Generally, probate property is individually owned (meaning not jointly owned and not owned by a revocable trust or entity) and has no designated beneficiary. Probate property is often a decedent’s real estate, checking/investment account, business interests, or a car (all individually owned). Retirement assets often have a named beneficiary, or the beneficiary is determined under the plan, and is therefore generally not probate property (because although it is individually owned, it has a designated beneficiary). Always double check you have the appropriate beneficiaries, as they can become outdated or may be missing – never assume! A joint checking account between spouses or a parent and child is also not probate property (because the asset is not individually owned), and immediately passes to the surviving account owner at death.  

“The Scarecrow said, “I cannot think why this wall is here nor what it is made of.” The Woodman replied, “…when we have climbed over it, we shall know what is on the other side.”

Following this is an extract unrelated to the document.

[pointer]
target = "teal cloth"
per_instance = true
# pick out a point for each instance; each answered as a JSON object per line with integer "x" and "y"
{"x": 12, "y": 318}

At death, your loved ones will need to determine what “probate” property you own, if any. This will be pretty apparent as jointly owned property will be accessible by the surviving owner, assets with beneficiary designations will be distributed directly to the named beneficiary, and trust assets will be accessible by the successor Trustee. With probate property, your loved ones will, in a sense, hit a wall and be refused access to the asset. Someone (a bank teller, financial advisor, the registry of deeds) will hold up a stop sign and say – “STOP! You cannot proceed without court appointment or approval.” Once your loved one hits this “wall,” they will immediately realize the need for court involvement (in other words – probate).

The need for court involvement or probate does not have anything to do with whether or not someone has a Will. I repeat, the need for court involvement when someone dies with probate assets has nothing to do with whether or not someone has a Will!  

We’re off to see the wizard, the wonderful Wizard of Oz!

I often think of probate as the yellow brick road. Who is traveling on the yellow brick road? Your loved ones – whoever would help administer your probate property at your death (maybe a spouse, child, close friend, or attorney). Where does the yellow brick road lead? Why to the Emerald City of course! And who is at the Emerald City? Oz…aka the probate judge. While traveling on the yellow brick road towards the Emerald City, which is the only route when dealing with probate assets, your loved one (Dorothy in this scenario) may encounter friends, allies, apple-throwing trees, maybe even a flying monkey or two. Who she encounters while traveling on the yellow brick road is dependent on many factors, such as whether or not you had a properly drafted Will, whether your family is contesting the Will, or whether you had no Will at all. So, as your loved ones travel on the road to Oz, how easy the path is will be entirely dependent on your Will and your family (not to say that Oz never blows some smoke and fire into the mix). 

Utilizing a revocable living trust and ensuring assets are either titled to the trust or the trust is the named beneficiary, can keep your loved ones safely in Kansas, away from Oz and the yellow brick road.  Although the movie makes it, at times, look exciting, there is nothing shiny and enjoyable about the probate process, and when confronted with the statement, “I want to avoid probate,” well, we would also agree. 

Another road through the forest

Alternatively and unrelated, a decedent’s “gross estate” for estate tax purposes includes all probate and non-probate property, including assets held in the name of the decedent, those held jointly, those with beneficiaries, and trusts where the decedent had control over the assets. It might be easiest to visual an individual’s gross estate as one large pie and the probate assets as one piece of that pie. The size of the piece of pie depends on the forethought of the decedent to structure the assets to avoid probate (i.e. naming beneficiaries, holding joint assets, or funding a trust).

Determining the gross estate is important to determine if the decedent’s estate will be subject to a federal or Massachusetts estate tax. Estate tax returns are due nine months from the date of death. Even if a six-month extension is applied for, payment of the estimated tax remains due on the nine-month due date to avoid interest and penalties. If payment is due but not made or is underestimated, then the estate could be subject to interest and penalties. 

In summary, it’s important to plan ahead to avoid unintended circumstances when it comes time to administer your estate. As Glinda the Good Witch said, “You’ve always had the power my dear, you just had to learn it for yourself.” And, remember, you don’t need to go it alone. We are here to guide you every step of those ruby red slippers.